Many people have been inspired by Seshadri Sukumar’s life and work. He tells True Scoop about his inspiring story.
Seshadri Sukumar was born in Thanjavur, but his parents relocated to Chennai soon after. His father, a printing press manager, taught his son the value of a solid education and ensured that he had a steady career. Seshadri, like many others at the time, applied for a job with a major bank after graduating with a B.Com degree.

“In those days, the appointment process may take months or even years. So I applied for the position in 1976 and received confirmation of my appointment and a letter in 1978. I chose to acquire new skills including typewriting, bookkeeping, photography, and moreover the two years in between.

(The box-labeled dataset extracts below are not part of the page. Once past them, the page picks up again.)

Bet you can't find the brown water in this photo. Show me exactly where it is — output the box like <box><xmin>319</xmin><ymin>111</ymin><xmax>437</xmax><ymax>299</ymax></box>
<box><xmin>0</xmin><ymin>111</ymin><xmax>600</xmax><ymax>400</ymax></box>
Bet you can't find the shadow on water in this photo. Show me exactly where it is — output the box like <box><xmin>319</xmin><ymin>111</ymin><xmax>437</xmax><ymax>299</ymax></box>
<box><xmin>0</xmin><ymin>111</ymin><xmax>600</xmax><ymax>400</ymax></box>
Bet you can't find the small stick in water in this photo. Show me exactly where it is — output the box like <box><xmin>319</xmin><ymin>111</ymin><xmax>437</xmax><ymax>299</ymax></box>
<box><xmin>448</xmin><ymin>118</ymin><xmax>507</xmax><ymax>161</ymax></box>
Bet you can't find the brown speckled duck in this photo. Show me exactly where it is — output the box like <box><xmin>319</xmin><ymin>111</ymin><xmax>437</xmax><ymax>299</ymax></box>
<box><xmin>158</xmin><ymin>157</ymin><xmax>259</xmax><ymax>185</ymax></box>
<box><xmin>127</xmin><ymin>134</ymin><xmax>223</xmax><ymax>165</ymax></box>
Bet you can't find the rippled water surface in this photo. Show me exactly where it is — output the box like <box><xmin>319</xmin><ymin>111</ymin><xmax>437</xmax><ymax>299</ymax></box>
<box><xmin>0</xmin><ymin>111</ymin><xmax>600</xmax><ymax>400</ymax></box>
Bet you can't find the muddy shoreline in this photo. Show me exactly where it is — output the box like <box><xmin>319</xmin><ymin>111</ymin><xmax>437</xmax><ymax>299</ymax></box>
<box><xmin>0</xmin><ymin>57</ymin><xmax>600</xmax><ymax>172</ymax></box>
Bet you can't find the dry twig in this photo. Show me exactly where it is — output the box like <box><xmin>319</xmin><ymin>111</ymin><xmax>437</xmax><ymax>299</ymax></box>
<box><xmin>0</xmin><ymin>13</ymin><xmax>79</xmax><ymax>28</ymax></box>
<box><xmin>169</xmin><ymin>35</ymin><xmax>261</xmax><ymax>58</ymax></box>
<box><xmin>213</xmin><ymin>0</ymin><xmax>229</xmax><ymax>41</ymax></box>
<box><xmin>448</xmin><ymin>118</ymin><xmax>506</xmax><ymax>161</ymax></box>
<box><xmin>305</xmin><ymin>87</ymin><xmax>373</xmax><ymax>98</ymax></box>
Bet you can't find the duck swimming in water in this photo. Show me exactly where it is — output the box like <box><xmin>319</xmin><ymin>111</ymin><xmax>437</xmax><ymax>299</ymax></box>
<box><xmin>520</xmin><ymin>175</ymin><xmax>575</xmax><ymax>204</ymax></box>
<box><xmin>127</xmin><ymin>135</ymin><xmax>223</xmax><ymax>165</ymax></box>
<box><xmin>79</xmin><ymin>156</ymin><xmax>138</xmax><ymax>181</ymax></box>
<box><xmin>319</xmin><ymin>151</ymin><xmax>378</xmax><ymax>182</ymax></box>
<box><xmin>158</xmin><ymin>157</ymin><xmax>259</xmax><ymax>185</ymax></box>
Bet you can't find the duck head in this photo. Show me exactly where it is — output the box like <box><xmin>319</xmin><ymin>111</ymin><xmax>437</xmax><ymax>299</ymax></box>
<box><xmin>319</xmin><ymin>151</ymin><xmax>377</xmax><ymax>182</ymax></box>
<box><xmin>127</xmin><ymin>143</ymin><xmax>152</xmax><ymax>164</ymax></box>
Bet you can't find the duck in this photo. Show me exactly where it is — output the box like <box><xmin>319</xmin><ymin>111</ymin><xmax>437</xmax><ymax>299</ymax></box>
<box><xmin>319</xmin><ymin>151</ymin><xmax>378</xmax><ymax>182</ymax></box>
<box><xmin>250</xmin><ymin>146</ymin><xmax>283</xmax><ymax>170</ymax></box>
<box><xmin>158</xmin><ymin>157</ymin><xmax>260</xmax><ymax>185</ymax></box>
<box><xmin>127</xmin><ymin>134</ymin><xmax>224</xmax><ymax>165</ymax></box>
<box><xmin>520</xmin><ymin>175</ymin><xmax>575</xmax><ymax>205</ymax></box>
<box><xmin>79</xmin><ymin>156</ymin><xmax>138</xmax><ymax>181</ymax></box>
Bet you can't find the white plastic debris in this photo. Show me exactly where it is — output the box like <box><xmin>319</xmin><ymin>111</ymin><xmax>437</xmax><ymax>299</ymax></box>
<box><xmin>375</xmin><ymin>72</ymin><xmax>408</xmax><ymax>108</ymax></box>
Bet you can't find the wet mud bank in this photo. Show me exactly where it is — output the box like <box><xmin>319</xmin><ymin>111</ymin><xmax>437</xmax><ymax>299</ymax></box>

But it was photography that I fell in love with.

After receiving confirmation of the job, I went to work as a chief cashier at a bank in Manampatti, near Mahabalipuram. I was relocated to Chennai after ten months, and in 1979, my employers recognised my photographic skills and hired me as their official photographer,” he adds, adding that he managed his multiple duties for the following 21 years. He started working as a freelance sports photographer in 1984.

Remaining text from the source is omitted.